I really and truly don’t understand the disconnect here. Unless there is an existing demographic connection to train travel there isn’t the infrastructure to support ridership. We abandoned that infrastructure a half century ago in favor of decentralized one served by cars, buses, and planes.

One decade? Pffff fucking amateurs.

See here. https://www.japantimes.co.jp/news/2018/06/03/national/long-haul-fight-farmer-wages-decadeslong-battle-narita-airport/#.XHpQ6KQRXYU

Some farmers are still refusing to sell their land to the airport 40 years after the airport opened.

Japan has many infrastructure projects which have been halted because some landowner refuses to sell. There are bridges which are built but then not able to connect to the road built close to it.

I didn’t say anything about security, except that it delays your plane journey(s). But there’s nothing about high speed rail travel that makes it less secure than (say) an interstate. If a terrorist just wants to kill people, blowing up a highway bridge is no more difficult and no less effective than blowing up some rails.

We didn’t abandon rail infrastructure. It was taken from us.

Oh please. Nobody held a gun to anybody’s head. GM sold a transportation system that could travel FROM anywhere TO anywhere and was cheaper to operate. If there was any money in HSR they would have added it to their train production.

As someone who has used Japan’s bullet trains countless times over 36 years, I have a hard time seeing how it would be feasible in very many places in the States.

As a sales and marketing manager for Japan for a couple of decades, I traveled extensively.

The US has greatly subsidized automobile travel in the States. In Japan, the express road tolls between Tokyo and Osaka (about 500 km) is almost that same cost as the bullet train. Gas is more expensive as well. It would take having several passengers to make driving cheaper than trains.

The destination cities have better public transportation so taking the train isn’t as much of an inconvenience. As there are well developed public transportation systems, businesses generally cluster around the train stations.

With subsidized roads and cheaper gas, and poor pubic transportation systems outside of a few areas, I don’t see the US wanting to spend the money required to make it work. It may be possible that as car sharing becomes a feasible alternative, then it may make sense then, but it doesn’t seen to now.

Texas Central, the company behind the Dallas - Houston high speed rail project laid off most of their employees.

Why is the very concept of passenger rail so beloved, to the point that people keep proposing its renovation time and again? If you go back to the heyday of freeway building (late 1930s through early 1960s), people at the time thought freeways and private cars were the wave of the future and were glad about it.

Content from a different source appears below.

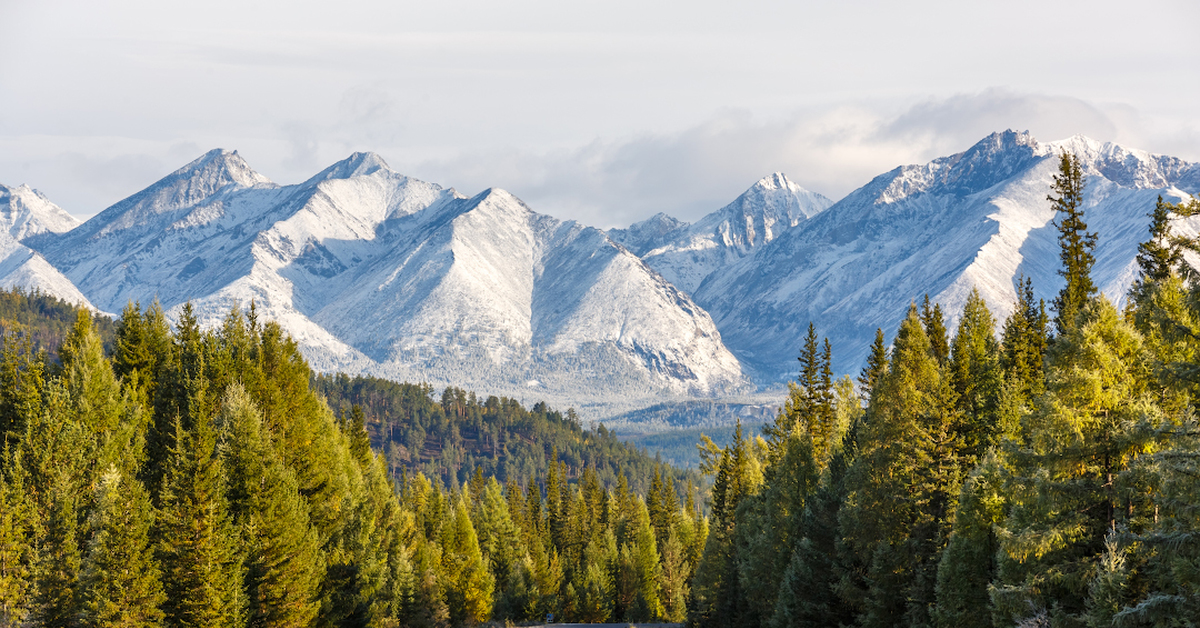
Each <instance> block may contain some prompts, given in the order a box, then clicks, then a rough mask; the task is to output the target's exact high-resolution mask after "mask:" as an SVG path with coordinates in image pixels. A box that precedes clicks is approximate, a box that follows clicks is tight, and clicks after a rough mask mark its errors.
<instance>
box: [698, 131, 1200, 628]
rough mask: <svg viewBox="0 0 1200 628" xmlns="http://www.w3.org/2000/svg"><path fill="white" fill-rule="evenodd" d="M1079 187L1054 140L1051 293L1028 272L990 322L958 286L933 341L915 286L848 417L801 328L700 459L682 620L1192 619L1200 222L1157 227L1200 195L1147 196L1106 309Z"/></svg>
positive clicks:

Illustrations from the time such as in “Popular Mechanics” depicted a shining future of people in their luxurious land-yacht cars criss-crossing the country. And at this time passenger rail had a near-monopoly on long-distance travel (before jets made air travel more competitive), so presumably people found rail unpleasant or inconvenient enough to wish for an alternative.

It’s a good question. I would speculate that since it works well in some applications (inner city, inter-city, between two city centers that are too close to serve via air), people assume it will work well everywhere. There is also that whole nostalgia thing. The same can be said for revitalizing downtowns, building sports arenas, etc. It just seems like a good idea, that no amount of facts will dissuade.

Well, passenger rail seems to work fine in Europe and Asia (China, Japan and India).